One non-answer

One commenter on Josh’s post asked for just one example of another “way of knowing” and another was ready with an answer.

Let’s see … do you has a “significant other” … a person you love? How do you know that you “love” that person? Note that I am not asking about hormones or brain chemistry (unless, in fact, you have measured your hormone levels or your brain chemistry in order to decide if, in truth, you “love” that person … in which case, I feel very sorry for you). The question is how YOU know you love that person.

So…the claim is that there are “other ways of knowing” and one of them is knowing you love someone.

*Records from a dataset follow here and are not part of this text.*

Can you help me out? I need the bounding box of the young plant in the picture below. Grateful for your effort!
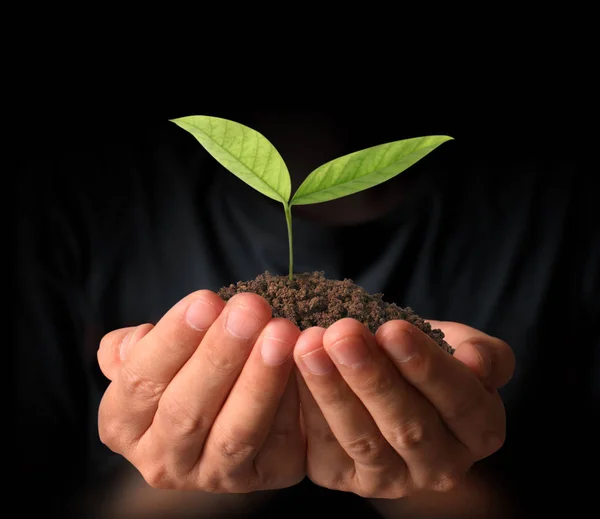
[171,116,453,280]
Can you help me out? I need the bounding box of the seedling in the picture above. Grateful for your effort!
[171,116,452,280]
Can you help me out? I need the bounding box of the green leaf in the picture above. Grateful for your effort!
[170,116,291,203]
[290,135,453,206]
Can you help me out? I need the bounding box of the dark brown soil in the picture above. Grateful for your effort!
[218,271,454,355]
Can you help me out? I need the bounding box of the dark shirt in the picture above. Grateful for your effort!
[16,118,598,518]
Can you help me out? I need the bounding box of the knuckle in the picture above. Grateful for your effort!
[197,472,234,493]
[340,433,384,462]
[359,372,396,399]
[430,471,462,493]
[157,397,204,437]
[141,464,172,489]
[120,363,166,403]
[311,467,411,499]
[391,419,427,451]
[204,342,239,375]
[312,425,338,446]
[352,459,412,499]
[318,385,347,410]
[98,418,124,450]
[98,399,134,453]
[198,467,257,493]
[197,473,223,493]
[213,427,258,462]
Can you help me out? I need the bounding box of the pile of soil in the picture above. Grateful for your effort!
[218,271,454,355]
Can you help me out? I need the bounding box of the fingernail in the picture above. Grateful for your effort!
[119,328,136,361]
[261,336,293,366]
[382,331,417,363]
[329,335,370,369]
[301,348,335,375]
[185,299,219,331]
[225,304,262,339]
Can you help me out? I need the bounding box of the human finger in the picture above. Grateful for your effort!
[293,328,355,490]
[295,323,409,497]
[376,320,505,460]
[142,292,272,481]
[97,324,153,381]
[322,319,468,493]
[98,290,224,451]
[198,317,301,488]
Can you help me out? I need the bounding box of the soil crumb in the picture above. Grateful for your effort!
[218,271,454,355]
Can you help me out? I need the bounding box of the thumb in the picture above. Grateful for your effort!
[97,323,154,381]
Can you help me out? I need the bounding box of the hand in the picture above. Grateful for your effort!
[97,291,305,492]
[293,318,515,498]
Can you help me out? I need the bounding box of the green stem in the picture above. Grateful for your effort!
[284,203,294,280]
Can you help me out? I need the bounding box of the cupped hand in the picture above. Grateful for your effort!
[97,291,305,492]
[293,318,515,498]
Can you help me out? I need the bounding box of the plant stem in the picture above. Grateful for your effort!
[284,203,294,280]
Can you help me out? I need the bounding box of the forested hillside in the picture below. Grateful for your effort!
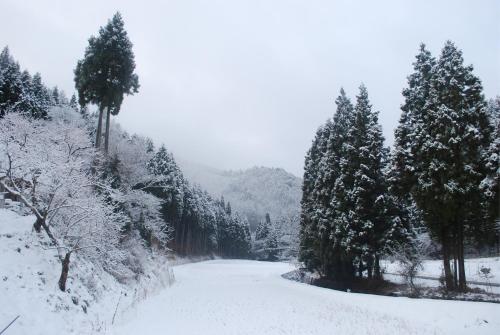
[179,162,301,230]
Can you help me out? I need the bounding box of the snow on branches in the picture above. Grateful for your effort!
[0,109,125,290]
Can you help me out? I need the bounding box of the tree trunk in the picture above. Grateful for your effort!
[96,105,104,148]
[374,254,381,280]
[496,234,499,256]
[181,222,187,255]
[367,256,373,279]
[58,252,71,292]
[453,255,458,288]
[458,225,467,292]
[104,107,111,154]
[33,216,43,233]
[453,230,458,288]
[0,180,58,248]
[320,236,330,278]
[441,233,454,291]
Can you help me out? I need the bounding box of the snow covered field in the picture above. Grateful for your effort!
[2,208,499,335]
[382,257,500,293]
[112,260,500,335]
[383,257,500,283]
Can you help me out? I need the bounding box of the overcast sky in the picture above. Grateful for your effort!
[1,0,498,176]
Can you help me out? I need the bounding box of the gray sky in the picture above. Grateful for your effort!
[1,0,498,176]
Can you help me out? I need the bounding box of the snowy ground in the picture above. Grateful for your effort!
[112,260,500,335]
[0,209,174,335]
[0,209,126,334]
[2,208,500,335]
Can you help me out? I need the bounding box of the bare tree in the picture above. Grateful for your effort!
[0,111,124,291]
[389,230,431,296]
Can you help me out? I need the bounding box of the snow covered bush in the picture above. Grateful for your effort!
[0,110,128,290]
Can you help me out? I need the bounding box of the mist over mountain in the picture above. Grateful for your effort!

But there’s so much wrong with that it’s hard to know where to begin, so I won’t bother trying to say all that’s wrong with it. But one thing is that knowledge of one’s own emotions is not automatically or necessarily really knowledge – in other words, we can get our own emotions wrong. Another thing is that it’s not really the kind of knowledge that’s at issue (which is probably why it’s not usually even referred to as knowledge). A more relevant kind of knowledge would be knowledge that a person you love loves you. That’s more relevant because it is knowledge about a part of the world outside the self, so it’s more closely related to science than introspection is. So – the question then becomes ‘how do you know that person loves you?’ Well guess what – sometimes you don’t!

This is not a big news shock, right? We can get these things wrong. It happens. And in any case, we’re not going by some special spooky kind of knowledge – we’re going by various kinds of empirical knowledge. We don’t decide that people love us for no reason – we don’t decide that some random acquaintance loves us just because we have an intuition or an insight. We “know” that particular people love us for reasons – we have reasons for the “knowledge” – and those reasons are hooked up to the world; they’re not weird or special or supernatural. They’re rooted in history and behavior and words and actions.

And even with all that, we can be wrong. We don’t know, and we often know we don’t know. Suppose X starts acting like someone who doesn’t love us a bit – suppose X becomes distant and cold and irritable. We may want to decide that we still “know” X loves us; we may decide that X is acting this way for reasons that are nothing to do with us. We may be right – and we may be wrong. By the same token, we may decide that X does not love us, and there again we may be right or we may be wrong. In other words – we don’t know. Knowledge that people love us isn’t inherently reliable knowledge at all, not of its nature. Of course it’s good to trust people’s love unless there’s a good reason not to, but that’s not because it’s reliable knowledge – it’s for other reasons.

So, no, the ‘love’ answer doesn’t cut it.